A few other things I'll mention while I'm at it.  I've added another chronogaming blog to the links: CRPG Addict.  This guy makes me look unfocused and lazy by comparison.  His project is to play every Western PC RPG ever released, which sounds bad enough as it is.  But he's actually attempting to finish (or at least make a sincere effort to finish) each game, without using cheats or walkthroughs!   I admire his dedication, even though I could never attempt to replicate his methodology -- me being a walkthrough/cheat code/save state hacking sort of guy when it comes to RPGs on Chrontendo.  Anyway, his very throrough and thoughtfully written posts are definitely worth reading through.

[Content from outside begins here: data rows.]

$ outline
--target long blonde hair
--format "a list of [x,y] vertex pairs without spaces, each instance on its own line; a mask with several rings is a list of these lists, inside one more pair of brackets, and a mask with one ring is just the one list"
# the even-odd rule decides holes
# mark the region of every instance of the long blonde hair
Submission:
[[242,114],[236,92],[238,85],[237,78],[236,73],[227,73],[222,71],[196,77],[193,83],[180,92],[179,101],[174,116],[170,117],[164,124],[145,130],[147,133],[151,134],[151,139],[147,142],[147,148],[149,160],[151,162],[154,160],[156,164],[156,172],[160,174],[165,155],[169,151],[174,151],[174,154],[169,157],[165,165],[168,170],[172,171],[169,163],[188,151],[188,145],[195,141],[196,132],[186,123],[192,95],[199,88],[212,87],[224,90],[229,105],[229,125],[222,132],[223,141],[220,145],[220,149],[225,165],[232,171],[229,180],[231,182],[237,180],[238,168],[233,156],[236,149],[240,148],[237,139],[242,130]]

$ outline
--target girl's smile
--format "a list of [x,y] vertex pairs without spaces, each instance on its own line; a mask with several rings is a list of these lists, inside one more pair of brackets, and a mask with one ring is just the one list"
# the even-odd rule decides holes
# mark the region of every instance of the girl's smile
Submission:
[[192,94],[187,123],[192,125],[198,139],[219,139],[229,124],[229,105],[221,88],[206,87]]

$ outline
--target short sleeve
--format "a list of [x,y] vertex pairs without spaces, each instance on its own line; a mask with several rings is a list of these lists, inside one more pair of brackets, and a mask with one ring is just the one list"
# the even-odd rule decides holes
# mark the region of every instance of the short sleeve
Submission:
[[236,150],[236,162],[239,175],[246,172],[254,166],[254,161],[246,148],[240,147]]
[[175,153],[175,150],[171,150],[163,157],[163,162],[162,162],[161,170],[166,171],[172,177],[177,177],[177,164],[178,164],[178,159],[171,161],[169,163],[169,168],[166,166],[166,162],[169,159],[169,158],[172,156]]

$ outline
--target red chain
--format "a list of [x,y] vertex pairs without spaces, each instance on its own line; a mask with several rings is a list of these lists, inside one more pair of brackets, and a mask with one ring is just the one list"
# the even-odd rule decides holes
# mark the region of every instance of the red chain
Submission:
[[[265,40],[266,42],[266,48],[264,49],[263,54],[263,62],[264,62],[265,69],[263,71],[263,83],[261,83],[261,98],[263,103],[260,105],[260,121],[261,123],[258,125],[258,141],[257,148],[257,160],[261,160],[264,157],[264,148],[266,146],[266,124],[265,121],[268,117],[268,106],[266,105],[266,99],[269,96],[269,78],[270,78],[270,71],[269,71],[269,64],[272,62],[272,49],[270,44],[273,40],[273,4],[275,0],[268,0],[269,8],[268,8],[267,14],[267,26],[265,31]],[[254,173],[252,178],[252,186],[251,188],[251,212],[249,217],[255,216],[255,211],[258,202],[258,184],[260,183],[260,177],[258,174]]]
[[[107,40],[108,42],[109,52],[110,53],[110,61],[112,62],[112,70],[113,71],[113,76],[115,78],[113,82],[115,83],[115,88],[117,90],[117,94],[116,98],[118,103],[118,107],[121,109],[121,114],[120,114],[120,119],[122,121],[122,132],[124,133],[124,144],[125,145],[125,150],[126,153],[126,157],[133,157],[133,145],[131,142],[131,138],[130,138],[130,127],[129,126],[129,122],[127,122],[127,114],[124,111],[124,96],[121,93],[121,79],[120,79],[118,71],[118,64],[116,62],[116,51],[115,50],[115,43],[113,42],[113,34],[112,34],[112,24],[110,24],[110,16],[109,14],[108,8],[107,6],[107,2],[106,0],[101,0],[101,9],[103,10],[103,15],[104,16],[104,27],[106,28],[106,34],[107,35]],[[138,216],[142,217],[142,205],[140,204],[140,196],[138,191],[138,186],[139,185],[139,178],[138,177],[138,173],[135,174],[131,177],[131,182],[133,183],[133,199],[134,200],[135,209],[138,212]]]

Also quite interesting:  A Japanese literature and culture themed blog called No-Sword provided some clarification on a few things mentioned in Chrotendo Episode 2.  Namely the fact that in Devil World the giant-eyeball based monsters become fried eggs after being roasted by your fiery breath.  It seems that in Japanese, fried eggs are called medama-yaki, or "fried eyeballs," so it's a cute little pun.  This makes perfect sense, and the similarity of eyes to eggs has been noted in Western culture as well.  Georges Batailles' Story of the Eye springs to mind.*

Please tell me this is not fried eggs sold in a bag.

 No-Sword's author also states that, Wikipedia to the contrary, there is no Japanese folk hero called Paku, thus ruling out one theory on the origin of Pac-Man's name.   He even gives mention to my facetious remark to Clu Clu Land possibly being tied to Kuru, the neurological disease spread through human brains.  My suggestion shoudn't be taken seriously, however.  It's just that I'm fascinated by horrible brain diseases and cannibalism.

So enjoy the Youtube videos.  Preferably, I'll think of addtional things to put up on Youtube in the future.  Any ideas?

*I hope that a reference to this book doesn't lead anyone to believe that I'm: a) some sort of leather chaps-wearing pervert, or b) a clove smoking, Deleuze-quoting, pretentious douchebag.  Seriously.  Some disturbing news for Georges Bataille fans, however: I once read an interview with Dave Matthews, and he claims to be a big fan of Story of the Eye.  I guess it doesn't seem so outré now, does it?

Monday, November 1, 2010

Another Quick Update!

First of all, congrats to the SF Giants!  Score one for the old guys.  If I'm up for it, I might be doing a bit of rioting in the streets tonight.

Also, I'm really, really, ready for the 2010 elections to be over.  I'm at the point where I'm ready to unplug my landline due to the never ending onslaught of political robocalls.  Political races often get nasty, but I'm getting really disheartened by the sheer unpleasantness of this year's campaigns.  Here in Cali we've got a pretty weird gubernatorial election going on between a billionaire who talks like a 16 year old and a "hippie-fascist."  It looks like Jerry Brown will be elected, so we'll finally get to see those "suede denim secret police" we've been waiting so many years for.


What?!?  That car is still around?

Finally, hello out there to all the folks from Metafilter.  Thanks to JHarris for posting a very nice link to each Chrontendo episode.  I see you guys have been pouring in in droves.  Welcome to Chrontendo and I hope you like the videos.  Also,  I've seen some traffic coming in from a post on the excellent retrogaming site Racketboy.   I don't know why I've never linked to Racketboy, but their profiles on classic consoles and genres are invaluable, so check it out if you're not familar with them.  Man, with all this attention from the internet at large, hopefully ED won't discover me next.

Which reminds me of  JHarris' chron-comics project, Roasted Peanuts, which takes a chronological look at the "most interesting" strips from the greatest comic strip of the last 60 years.  The guy also likes MST3K, so you know he's cool.

Well, the Stone Imperial IPA is kicking in, so I'm out of here.  Once again: a real update in a day or two.